Yes, most of that is true, if not all of it.
Honestly, there’s a lot wrong with this, as listed above, and it was and is still (although not as much) real alienating to have never loved it. This isn’t a new thought on this site exactly, but again, there is no more frustrating feeling than not liking a match as much as everyone else. To hate something is freeing in a way. You are free to froth at the mouth, write at length about a thing, all of that. It’s an animating sort of a feeling, a call to action. The act of still liking something a lot though, but being kind of stunned at how much more people liked it than you did — especially if those people are people you otherwise share most opinions with — is a truly confusing one. There’s a guilt, I’ve found, that comes with complaining. You don’t really want to, because you did still enjoy it a lot, but something eats at you about the amount of praise it gets relative to things you liked way more. It is easy to deal with I don’t get it, while I don’t get it to this extent is a far more baffling thing. It has a way of gnawing away at a match of this caliber, something truly great being always slightly tinged by the way you felt compared to the way everyone else feels.

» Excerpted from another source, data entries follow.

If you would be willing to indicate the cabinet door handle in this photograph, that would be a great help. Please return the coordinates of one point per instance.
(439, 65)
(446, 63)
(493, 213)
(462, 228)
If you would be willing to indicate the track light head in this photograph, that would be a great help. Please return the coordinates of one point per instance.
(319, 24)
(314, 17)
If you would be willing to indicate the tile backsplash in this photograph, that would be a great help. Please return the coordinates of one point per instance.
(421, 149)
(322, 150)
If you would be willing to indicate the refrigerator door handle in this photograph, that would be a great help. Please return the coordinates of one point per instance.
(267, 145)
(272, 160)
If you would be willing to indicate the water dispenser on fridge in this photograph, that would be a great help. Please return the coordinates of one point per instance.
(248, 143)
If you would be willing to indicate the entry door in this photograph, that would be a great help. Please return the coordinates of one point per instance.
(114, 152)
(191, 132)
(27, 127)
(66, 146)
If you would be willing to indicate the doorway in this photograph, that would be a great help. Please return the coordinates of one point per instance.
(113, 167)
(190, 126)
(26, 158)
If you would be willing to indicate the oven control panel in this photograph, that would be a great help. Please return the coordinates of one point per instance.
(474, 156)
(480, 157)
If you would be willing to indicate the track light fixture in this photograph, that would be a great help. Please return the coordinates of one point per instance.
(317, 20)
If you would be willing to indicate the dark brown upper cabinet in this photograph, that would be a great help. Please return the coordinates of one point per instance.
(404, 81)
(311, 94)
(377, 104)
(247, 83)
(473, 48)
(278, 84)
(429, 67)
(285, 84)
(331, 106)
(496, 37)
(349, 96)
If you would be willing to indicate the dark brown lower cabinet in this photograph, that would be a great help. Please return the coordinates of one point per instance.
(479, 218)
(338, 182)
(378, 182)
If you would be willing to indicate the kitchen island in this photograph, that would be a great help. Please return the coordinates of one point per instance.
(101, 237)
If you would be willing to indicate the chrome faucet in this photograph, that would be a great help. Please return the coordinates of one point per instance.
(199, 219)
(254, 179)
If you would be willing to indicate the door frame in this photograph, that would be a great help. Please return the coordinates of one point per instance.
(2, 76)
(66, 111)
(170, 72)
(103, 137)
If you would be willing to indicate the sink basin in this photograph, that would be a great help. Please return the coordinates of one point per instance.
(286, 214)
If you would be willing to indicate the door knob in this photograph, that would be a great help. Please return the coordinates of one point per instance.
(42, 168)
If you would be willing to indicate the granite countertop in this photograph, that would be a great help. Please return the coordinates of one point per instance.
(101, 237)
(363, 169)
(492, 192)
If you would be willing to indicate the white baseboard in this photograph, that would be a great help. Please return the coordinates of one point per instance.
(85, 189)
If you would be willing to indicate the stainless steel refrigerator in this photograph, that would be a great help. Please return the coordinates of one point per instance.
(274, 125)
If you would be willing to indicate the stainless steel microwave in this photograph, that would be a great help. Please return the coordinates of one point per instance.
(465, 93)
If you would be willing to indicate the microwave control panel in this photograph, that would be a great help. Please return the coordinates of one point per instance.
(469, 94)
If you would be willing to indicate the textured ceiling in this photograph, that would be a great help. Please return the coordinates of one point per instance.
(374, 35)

The thing is more that, half a decade later, I don’t really care all that much. Yeah, I am never going to love this, but I also get the feeling that a good chunk of the people who really loved this at the time also don’t quite feel the same way, so whatever.
In spite of every major flaw against it, I cannot tell you that this didn’t rock also.
Composition and execution wise, and looking at it independent of all of the things they just were not allowed to do or that they were maybe forced into on some institutional type of level, the shit is just very strong. The construction is almost perfect. There’s never a moment in this where I think that the biggest thing or the coolest thing in the match has already happened. In terms of the performances. Likewise, speaking of the performances individually, I think they do so much well. Ciampa is never at all likeable or admirable and Gargano does a best he can to run the other way away from that. A thirty seven minute move-based blowoff match would go in a lot of different bad directions, but Gargano always gets his part right. He starts angry, stays desperate, and always feels like he’s really trying to get revenge.
For whatever other directions the thing winds up taking, when it gets down to the two of them, it works.
Gargano avoids the fake out plead for forgiveness, this being an imitation Generico/Steen and all, and goes into an STF GargaNo Escape, now using Ciampa’s discarded knee brace, and gets the win. As much as grappling with the moral cost of revenge might fascinate as an intellectual exercise, nothing feels quite as good or correct in this genre of entertainment as revenge does, and above every sequel and would-be successor to this match, that’s what this really has to offer.
John Boy’s Tear Jerker might not move me to that, but given what it is — everything that it could have been, everything later attempts became — it’s still very very impressive. If not my match of the year, or really even close, a totally undeniable miracle the likes of which this brand would probably never touch again in a main event, and also never quite recover from.
Not the high point of NXT exactly, but the clear point in retrospect, or at least somewhere near that point, at which the wave finally broke.